Between the RJ45 connector and the QSFP slot, there’s two ‘holes’ with a square around them and FNP (firmware not present) written on the silkscreen. It’s in different places depending on the card you have, but it’s seemingly where the QSFP connectors are, or on the top side of the card. On a BF2 its BF2_FNP on the silkscreen.

If you short these out, the card goes into livefish mode, which is basically just ConnectX SoC flash recovery mode. This seemed to behave weirdly with the DOCA version of mst though, so if you experience the same, try the open-source version here which did work for me: https://github.com/Mellanox/mstflint

Otherwise, you can do this with ipmitool and the DPU BMC (but it didn’t work for me for whatever reason, maybe there’s another undocumented step before OEM commands work):

# enable livefish
ipmitool -C 17 -I lanplus -H <bmc_ip> -U root -P 0penBmc raw 0x32 0x92
# disable
ipmitool -C 17 -I lanplus -H <bmc_ip> -U root -P 0penBmc raw 0x32 0x93

More OEM commands here: https://docs.nvidia.com/networking/display/bluefieldbmcv2507/appendix+-+nvidia+oem+ipmi+commands

Anyway, once you do this you should see a BlueField-3 SoC Flash Recovery in lspci. You can use the bus address, or just continue to use the mst device:

flint -d /dev/mst/mt41692_pciconf0 -ocr hw set Flash0.WriteProtected=Disabled

Then you can write any firmware image:

flint -d /dev/mst/mt41692_pciconf0 --ignore_dev_data --allow_psid_change --ocr -i <firmware.bin> burn

This also lets you go back to upstream NVIDIA firmware if you have some scuffed bullshit vendor firmware ConnectX card that gets delayed/no firmware updates (or you just want to mlxfwmanager -u --online). The --ignore_dev_data --allow_psid_change is the critical bit here if you’re doing that, otherwise not necessary.

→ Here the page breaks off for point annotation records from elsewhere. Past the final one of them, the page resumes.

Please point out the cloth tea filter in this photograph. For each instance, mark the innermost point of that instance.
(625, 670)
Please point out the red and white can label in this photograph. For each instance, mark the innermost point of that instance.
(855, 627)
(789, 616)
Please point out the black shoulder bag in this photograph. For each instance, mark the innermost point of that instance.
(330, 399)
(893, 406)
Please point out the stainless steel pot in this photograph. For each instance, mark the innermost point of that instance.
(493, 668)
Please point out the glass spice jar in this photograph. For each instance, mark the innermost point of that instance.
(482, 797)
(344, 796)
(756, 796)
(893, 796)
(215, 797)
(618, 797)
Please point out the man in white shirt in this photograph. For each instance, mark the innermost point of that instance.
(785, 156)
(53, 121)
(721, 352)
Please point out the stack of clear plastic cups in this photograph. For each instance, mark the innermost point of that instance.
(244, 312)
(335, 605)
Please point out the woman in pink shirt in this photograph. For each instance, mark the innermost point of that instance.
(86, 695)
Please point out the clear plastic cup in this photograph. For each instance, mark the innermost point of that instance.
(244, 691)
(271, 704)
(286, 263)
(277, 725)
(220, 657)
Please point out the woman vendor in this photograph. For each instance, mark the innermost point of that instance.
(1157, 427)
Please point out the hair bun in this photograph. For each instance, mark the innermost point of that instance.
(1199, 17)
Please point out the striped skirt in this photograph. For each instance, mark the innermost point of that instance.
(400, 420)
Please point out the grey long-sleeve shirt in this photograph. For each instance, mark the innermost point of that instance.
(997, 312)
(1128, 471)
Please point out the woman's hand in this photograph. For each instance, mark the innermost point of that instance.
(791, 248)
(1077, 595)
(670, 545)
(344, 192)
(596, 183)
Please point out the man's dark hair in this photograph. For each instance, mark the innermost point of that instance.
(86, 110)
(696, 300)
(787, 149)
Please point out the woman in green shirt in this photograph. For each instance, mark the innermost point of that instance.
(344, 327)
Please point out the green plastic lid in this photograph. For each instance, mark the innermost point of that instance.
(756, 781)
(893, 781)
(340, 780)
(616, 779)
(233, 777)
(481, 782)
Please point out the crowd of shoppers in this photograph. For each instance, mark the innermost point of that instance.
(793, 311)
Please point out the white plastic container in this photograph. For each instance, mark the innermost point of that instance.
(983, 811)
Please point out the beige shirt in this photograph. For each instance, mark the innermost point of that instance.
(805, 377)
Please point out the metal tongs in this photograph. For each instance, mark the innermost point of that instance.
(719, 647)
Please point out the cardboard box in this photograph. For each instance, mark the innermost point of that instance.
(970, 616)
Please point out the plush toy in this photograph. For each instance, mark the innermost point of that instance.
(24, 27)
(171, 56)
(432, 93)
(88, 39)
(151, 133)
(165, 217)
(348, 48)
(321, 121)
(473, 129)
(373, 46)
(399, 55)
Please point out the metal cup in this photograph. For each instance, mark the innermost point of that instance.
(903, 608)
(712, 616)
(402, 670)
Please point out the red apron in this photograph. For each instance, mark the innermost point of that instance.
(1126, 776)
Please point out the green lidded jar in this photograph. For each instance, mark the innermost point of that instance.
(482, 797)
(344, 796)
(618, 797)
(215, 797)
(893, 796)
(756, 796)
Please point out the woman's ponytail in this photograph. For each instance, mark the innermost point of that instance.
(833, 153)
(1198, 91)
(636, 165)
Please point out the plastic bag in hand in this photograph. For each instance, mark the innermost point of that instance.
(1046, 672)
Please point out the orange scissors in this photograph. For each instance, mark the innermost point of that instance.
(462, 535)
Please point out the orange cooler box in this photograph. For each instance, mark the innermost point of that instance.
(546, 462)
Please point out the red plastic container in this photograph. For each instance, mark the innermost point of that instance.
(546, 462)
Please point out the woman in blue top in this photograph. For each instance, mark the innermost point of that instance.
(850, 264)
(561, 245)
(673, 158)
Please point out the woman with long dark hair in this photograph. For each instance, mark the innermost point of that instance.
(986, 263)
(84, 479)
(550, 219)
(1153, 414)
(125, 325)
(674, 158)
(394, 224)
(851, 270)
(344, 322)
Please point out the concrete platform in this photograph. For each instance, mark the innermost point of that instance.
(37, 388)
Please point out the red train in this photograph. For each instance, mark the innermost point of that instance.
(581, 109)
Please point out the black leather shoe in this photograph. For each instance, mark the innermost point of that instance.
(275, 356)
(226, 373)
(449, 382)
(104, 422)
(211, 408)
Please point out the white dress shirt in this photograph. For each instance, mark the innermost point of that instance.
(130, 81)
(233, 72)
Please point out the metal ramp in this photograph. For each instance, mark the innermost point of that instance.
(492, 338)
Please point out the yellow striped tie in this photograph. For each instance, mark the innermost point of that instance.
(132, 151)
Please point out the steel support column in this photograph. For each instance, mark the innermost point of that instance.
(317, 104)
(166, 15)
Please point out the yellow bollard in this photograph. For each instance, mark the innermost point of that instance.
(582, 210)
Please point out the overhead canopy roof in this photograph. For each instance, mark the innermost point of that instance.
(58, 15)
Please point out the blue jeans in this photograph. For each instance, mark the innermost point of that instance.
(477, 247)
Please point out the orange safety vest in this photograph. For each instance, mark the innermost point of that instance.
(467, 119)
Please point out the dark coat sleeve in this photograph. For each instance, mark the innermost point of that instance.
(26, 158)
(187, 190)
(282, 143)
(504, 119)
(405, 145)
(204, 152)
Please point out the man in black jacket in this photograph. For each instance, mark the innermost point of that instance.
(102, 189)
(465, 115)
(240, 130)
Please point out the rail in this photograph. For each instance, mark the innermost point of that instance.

You can enable write protection again after this (but optional, lol), and then make sure those pins aren’t shorted (or ipmitool it back to usual) and power cycle the card and you should have your new Fun Firmware.

Anyway, no idea who the audience for this would be. Have fun I guess.